Google DeepMind has unveiled two robot models that work together to make robots think before they act. The Gemini Robotics 1.5 (action model) and Gemini Robotics-ER 1.5 (embodied reasoning model) bring generative AI principles to the real world. This should make robots much more versatile than they currently are.
Two Models: one that Thinks, one that Acts
DeepMind builds upon the Gemini foundation models but optimized them specifically for robotics. The approach consists of two separate but collaborating components:
- Gemini Robotics-ER 1.5 is a vision-language model that reasons about a task. It processes visual input and textual instructions, can consult tools (such as web searches), and generates a step-by-step plan in natural language: what needs to be done and why.
- Gemini Robotics 1.5 is a vision-language-action (VLA) model that converts these steps into actual robot actions such as gripping, moving, and self-positioning. The model also makes brief, practical considerations to avoid errors or awkward movements.
This separation reflects how humans often work: first planning, then executing.
Learning across Different Models
According to DeepMind, a major gain is the ability to transfer skills across different “embodiments.” A model that learns to work with two arms can be applied to a humanoid robot with more complex hands (Apollo) without extensive training. This eliminates the need to build a completely new model for each robot platform.
What Can They Do?
DeepMind cites several examples such as sorting laundry: the ER model breaks down the task into steps (identify white/color, pick up clothing, check material, place in correct bin) and the action model physically executes these steps. More realistic use cases include complex assembly tasks, laboratory automation, and warehouse work where environments vary.

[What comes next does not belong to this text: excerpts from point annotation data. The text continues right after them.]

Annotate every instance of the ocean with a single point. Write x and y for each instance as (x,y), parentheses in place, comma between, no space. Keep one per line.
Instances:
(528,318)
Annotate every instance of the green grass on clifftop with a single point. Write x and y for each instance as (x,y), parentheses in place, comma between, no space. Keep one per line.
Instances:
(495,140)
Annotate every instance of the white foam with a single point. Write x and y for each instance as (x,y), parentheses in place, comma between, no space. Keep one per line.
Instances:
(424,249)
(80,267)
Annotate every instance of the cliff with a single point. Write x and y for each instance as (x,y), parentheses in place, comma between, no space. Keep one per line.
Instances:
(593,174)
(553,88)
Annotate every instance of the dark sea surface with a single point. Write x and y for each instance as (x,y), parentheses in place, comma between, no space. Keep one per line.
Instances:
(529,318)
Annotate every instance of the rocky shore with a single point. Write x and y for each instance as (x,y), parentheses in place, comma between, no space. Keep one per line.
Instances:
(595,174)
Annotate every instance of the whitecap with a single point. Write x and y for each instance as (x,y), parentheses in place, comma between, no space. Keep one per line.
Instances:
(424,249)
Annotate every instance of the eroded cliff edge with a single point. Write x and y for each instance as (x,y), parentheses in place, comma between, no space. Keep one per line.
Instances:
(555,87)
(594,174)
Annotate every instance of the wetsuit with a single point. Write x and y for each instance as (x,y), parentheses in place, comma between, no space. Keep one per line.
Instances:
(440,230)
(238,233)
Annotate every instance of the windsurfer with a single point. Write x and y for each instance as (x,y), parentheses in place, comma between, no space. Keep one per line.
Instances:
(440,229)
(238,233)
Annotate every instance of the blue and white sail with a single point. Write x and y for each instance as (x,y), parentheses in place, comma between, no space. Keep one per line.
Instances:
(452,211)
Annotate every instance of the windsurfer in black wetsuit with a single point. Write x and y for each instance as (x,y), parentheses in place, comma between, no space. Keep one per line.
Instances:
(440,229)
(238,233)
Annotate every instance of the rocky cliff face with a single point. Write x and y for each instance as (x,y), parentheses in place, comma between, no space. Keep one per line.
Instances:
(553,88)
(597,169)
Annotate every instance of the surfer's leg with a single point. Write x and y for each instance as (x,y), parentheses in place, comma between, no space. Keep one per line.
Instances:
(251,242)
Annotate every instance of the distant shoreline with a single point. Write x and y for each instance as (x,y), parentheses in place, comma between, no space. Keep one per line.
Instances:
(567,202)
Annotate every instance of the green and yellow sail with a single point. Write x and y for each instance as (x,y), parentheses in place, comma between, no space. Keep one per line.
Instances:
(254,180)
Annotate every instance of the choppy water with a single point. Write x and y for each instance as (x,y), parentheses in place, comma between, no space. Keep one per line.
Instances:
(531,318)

According to DeepMind, this approach opens the door to more general, rapidly deployable robots.
Limitations and Availability
However, DeepMind emphasizes that we’re not yet ready for a household robot that independently does the laundry. Gemini Robotics-1.5 (the action model) is currently limited to trusted testers; the ER model with “simulated reasoning” is now available through Google AI Studio for developers who want to generate robot instructions and experiment with embodied workflows.